Mas a questão são as condições de crédito e dos juros que ainda nos dão muita insegurança. É muito ruim tomar um crédito sem saber quanto você vai pagar, porque podemos estar fazendo um péssimo negócio sem saber quanto vai pagar no final.

Hoje, eu tenho parcelas no Banco do Nordeste que o juros é maior que o principal, porque os juros que eles nos venderam com a taxa abaixo de 1% tem um IPCA atrelado que é mais de 10% e isso é muito ruim.

Ter um banco de desenvolvimento, mas que está ofertando um recurso atrelado a um indicador que é péssimo para quem quer investir. Isso é negativo. 

De modo geral, precisamos continuar melhorando a relação com quem empreende, pois não faz sentido ter burocracia demais, até porque isso estimula a informalidade. 

Mas temos um cenário positivo no curto prazo, que é a questão do hidrogênio verde, que não está diretamente ligado ao setor de alimentos, mas está ligado à economia do Ceará, então isso deve transformar o nosso Estado em termos de investimento e arrecadação.

E isso não é uma coisa para um futuro distante, mas para acontecer nos próximos anos. Quando temos uma nova economia crescendo, isso impacta tudo ao redor, aumentando consumo, renda e melhora a vida das pessoas.

QUE META PESSOAL O SENHOR GOSTARIA DE REALIZAR ANTES DEIXAR A LIDERANÇA DO SINDIALIMENTOS OU EM QUE PATAMAR GOSTARIA DE VER A INSTITUIÇÃO NOS PRÓXIMOS ANOS?

Hoje, nosso grande objetivo é alcançar o Interior e ser conhecido por todo mundo do setor, tentar filiar o máximo que a gente puder e servir quem está distante, que está esquecido, mas que está resiliente.

Queremos estar perto dessas empresas para mostrar que o Sindicato e Federação tem muito a fazer por eles. É um projeto ousado e não devo ver o fim dessa história como presidente porque o mandato acaba no meio do ano que vem, mas devo continuar na diretoria apoiando quem estiver aqui, torcendo para que esse espírito coletivo que temos possa continuar.

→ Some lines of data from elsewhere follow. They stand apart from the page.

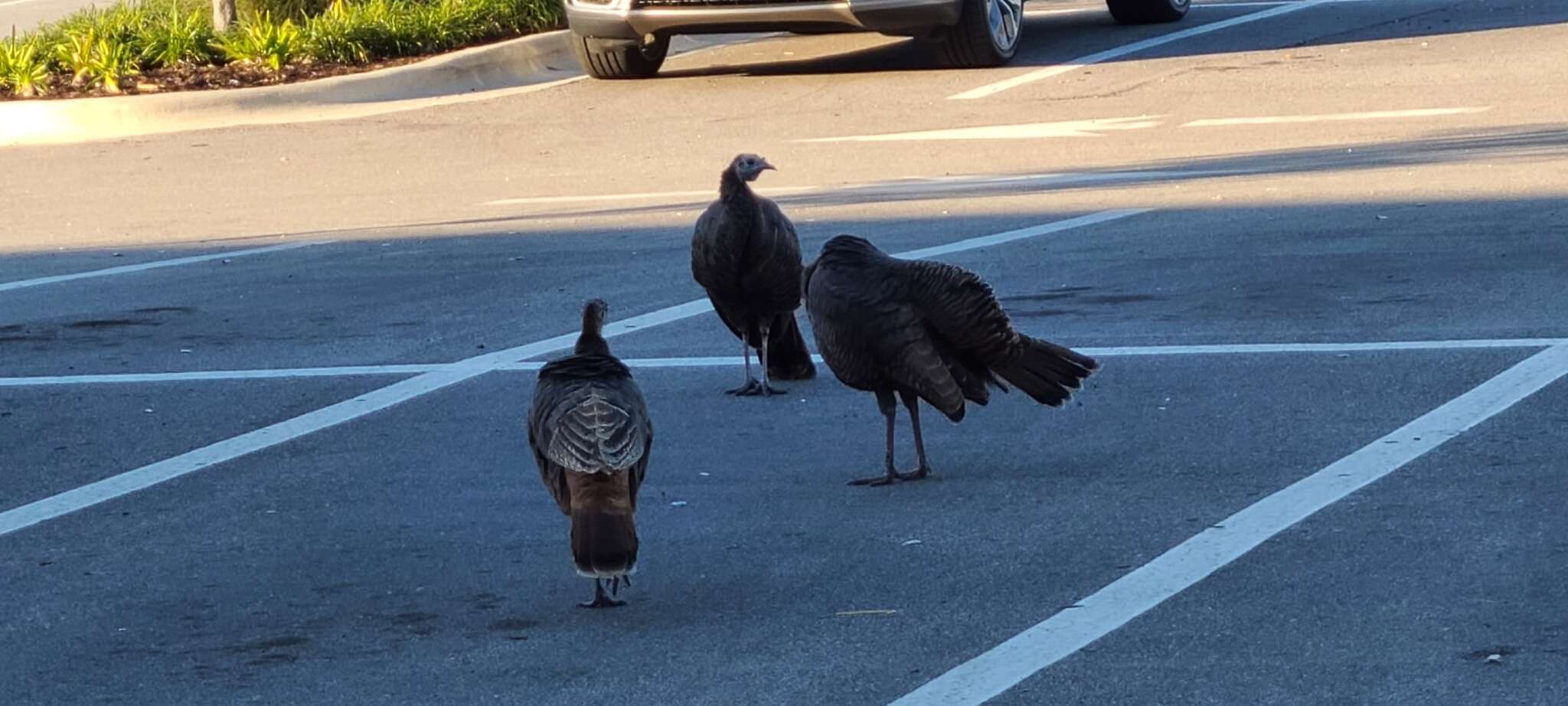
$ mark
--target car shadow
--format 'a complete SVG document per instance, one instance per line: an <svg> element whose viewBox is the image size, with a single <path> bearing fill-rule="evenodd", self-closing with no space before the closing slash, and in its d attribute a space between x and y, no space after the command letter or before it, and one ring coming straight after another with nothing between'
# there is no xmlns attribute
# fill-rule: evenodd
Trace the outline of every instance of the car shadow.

O SENHOR JÁ ATUOU COMO PRESIDENTE DO CIC, QUE SERIA UM BRAÇO MAIS POLÍTICO DA INDÚSTRIA NO CEARÁ. QUAL A IMPORTÂNCIA QUE O SENHOR ATRIBUIU PARA SE TER ESSA ATUAÇÃO POLÍTICA NO MERCADO ATUAL E COMO AVALIA QUE TEM SIDO A RELAÇÃO COM O PODER PÚBLICO NOS ÚLTIMOS ANOS? TEMOS UM CENÁRIO POSITIVO OU AINDA TEMOS MUITO A EVOLUIR NESSA RELAÇÃO? 

Eu acho que a Fiec, o CIC, e os diretores mantêm uma relação muito boa com governos, então não vejo nenhuma dificuldade de interlocução. A gente tem acesso às pessoas de governos.

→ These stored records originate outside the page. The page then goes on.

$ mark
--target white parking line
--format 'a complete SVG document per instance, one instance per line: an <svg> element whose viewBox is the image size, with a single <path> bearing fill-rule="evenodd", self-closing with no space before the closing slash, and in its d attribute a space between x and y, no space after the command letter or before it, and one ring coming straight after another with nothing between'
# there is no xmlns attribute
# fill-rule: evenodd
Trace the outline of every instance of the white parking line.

Não tenho medo do que vem em 2022 porque, independente de quem vier a ser presidente, as instituições são muito fortes e não acho que deva haver ruptura. Há uma defesa de interesses que a Fiec faz aqui no Estado e não acho que há preocupações.

Devemos estar atentos aos candidatos e apresentar as nossas visões para eles entenderem o papel da indústria, do Sistema S e outras instituições.

O MUNDO VEM PASSANDO POR MUITAS TRANSFORMAÇÕES DIGITAIS NOS ÚLTIMOS ANOS, MAS COMO O SENHOR ACREDITA QUE ESSA EVOLUÇÃO TEM CHEGADO NO SETOR DE PRODUÇÃO DE ALIMENTOS NO CEARÁ E COMO O SINDIALIMENTOS VEM ATUANDO PARA COLABORAR COM O DESENVOLVIMENTO DE INICIATIVAS NESSE SEGMENTO NO ESTADO?

O que eu percebo é que a oferta tecnológica é muito grande. Hoje, eu tive uma reunião com uma empresa cujo negócio dela é de ponto eletrônico.

Ele pode fazer tudo pelo celular, estando em casa ou na empresa. Nós temos muitas soluções. A gente percebe é que nessa nossa ida para o Interior, vamos falar do Sindicato, do nosso projeto da plataforma, e da transformação digital, para abrir a mente do empresário para o que tem hoje no mercado e pode ser utilizado pelas empresas.

Ainda temos muito desconhecimento nesse segmento de tecnologia, então o Sindicato pode ser esse porta-voz, fazendo uma busca das tecnologias que podem favorecer nossas empresas.